Der amerikanische Chefankläger Robert Jackson spricht von «gebrochenen Männern» auf der Anklagebank: «Man mag sich beim Anblick dieser armseligen Gestalten kaum die Macht vorstellen, mit der sie einst die Welt in Schrecken gehalten haben.»

Unvorstellbare Verbrechen

«Ich bekenne mich im Sinne der Anklage nicht schuldig», heisst es im Akkord von den Führungsfiguren des NS-Regimes. Es ist das erste Mal, dass ein internationaler Militärgerichtshof Kriegsverbrechen aufarbeitet – und sie sprengen jede Vorstellungskraft. Darunter der Holocaust, die industrielle Vernichtung des jüdischen Lebens in Europa.

Weniger in Erinnerung sind die Folgeprozesse in Nürnberg, die bis ins Jahr 1949 von amerikanischen Militärgerichten geführt wurden. Dabei ging es um die Schuld der breiten Bevölkerung – von Ärzten über Juristen bis hin zu Wirtschaftsvertretern.

«Der NS-Staat als solcher wurde als verbrecherisch betrachtet», sagt Alexa Stiller, Historikerin an der Universität Zürich.

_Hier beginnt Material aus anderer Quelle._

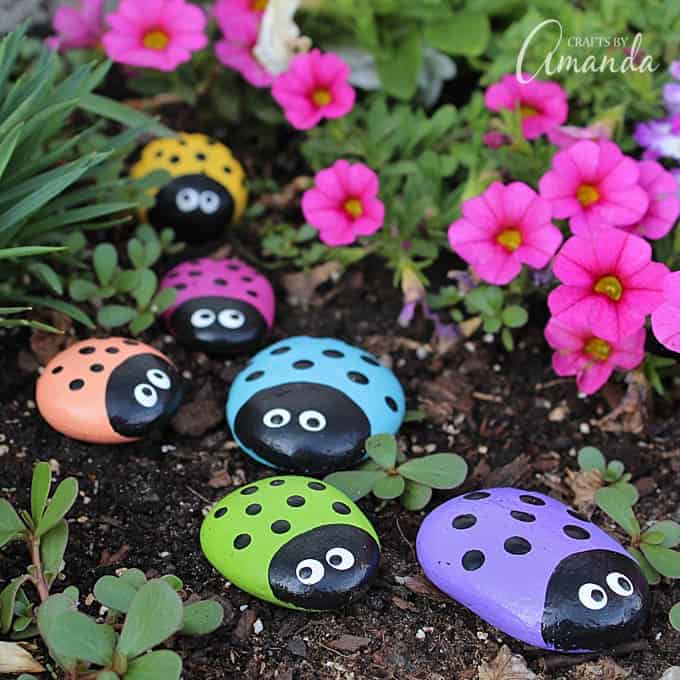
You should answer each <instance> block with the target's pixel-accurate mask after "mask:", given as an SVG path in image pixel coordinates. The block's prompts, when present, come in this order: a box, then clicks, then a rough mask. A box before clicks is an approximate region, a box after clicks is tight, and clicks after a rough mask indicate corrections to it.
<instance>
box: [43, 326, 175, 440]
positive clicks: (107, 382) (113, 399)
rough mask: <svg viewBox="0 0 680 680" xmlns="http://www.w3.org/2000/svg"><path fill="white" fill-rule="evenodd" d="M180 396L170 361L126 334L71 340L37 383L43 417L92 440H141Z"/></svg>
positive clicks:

Es ging also darum, diejenigen zu verurteilen, die die mörderische Nazi-Ideologie in die Praxis umsetzten.

Anklage und Verteidigung entwickelten Erzählungen, die sich in der deutschen Gesellschaft verfestigten.
Autor: Alexa Stiller Historikerin an der Universität Zürich

Ein Beispiel: SS-Gruppenführer Otto Ohlendorf. Er musste sich für den Massenmord an der Zivilbevölkerung in den besetzten Gebieten der Sowjetunion verantworten. Auch Mediziner, die in Konzentrationslagern grausame Menschenexperimente durchführten, standen vor Gericht.

Die deutsche Ärzteschaft schickte Prozessbeobachter nach Nürnberg. «Aus ihrer Sicht handelte es sich nur um einzelne Schwarze Schafe – was so nicht stimmte», sagt Stiller.

Ziel der Nachfolgeprozesse war auch, die deutsche Gesellschaft mit in die Verantwortung zu nehmen. Die Schuld sollte nicht einfach an die NS-Elite delegiert werden können. Die Bilanz fällt gemischt aus. «Anklage und Verteidigung entwickelten Erzählungen, die sich in der deutschen Gesellschaft verfestigten», erklärt Stiller.

Die Verbrechen der anderen

Gerade die «Entschuldigungsnarrative» der Verteidiger und Angeklagten seien auf fruchtbaren Boden gefallen: Die «weisse Weste der Wehrmacht», in Abgrenzung zu den SS-Schergen. Beamte, die sich einem totalitären Regime fügen mussten. Unternehmen, die nicht anders konnten, als Zwangsarbeiter zu beschäftigen.

Dazu schwand die Bereitschaft in der Bevölkerung, sich mit den jahrelangen Prozessen auseinanderzusetzen. «Der Kalte Krieg zog bereits herauf. Man wollte den Zweiten Weltkrieg und die Nazi-Verbrechen hinter sich lassen», sagt Stiller.

Was bleibt?

Die Nürnberger Prozesse werden im Rückblick teils kritisiert, weil Siegermächte über Kriegsverlierer urteilten. Trotzdem seien die Verfahren ein wichtiger Meilenstein für die Entwicklung des Völkerrechtsstrafrechts gewesen, schliesst die Historikerin.

Und: «Am Internationalen Strafgerichtshof können nun auch Verbrechen aller Kriegsparteien behandelt werden – zumindest in der Theorie.» Praktisch bleibt es jedoch ein weiter Weg, bis sich die Mächtigen dem Recht fügen müssen. Und nicht umgekehrt.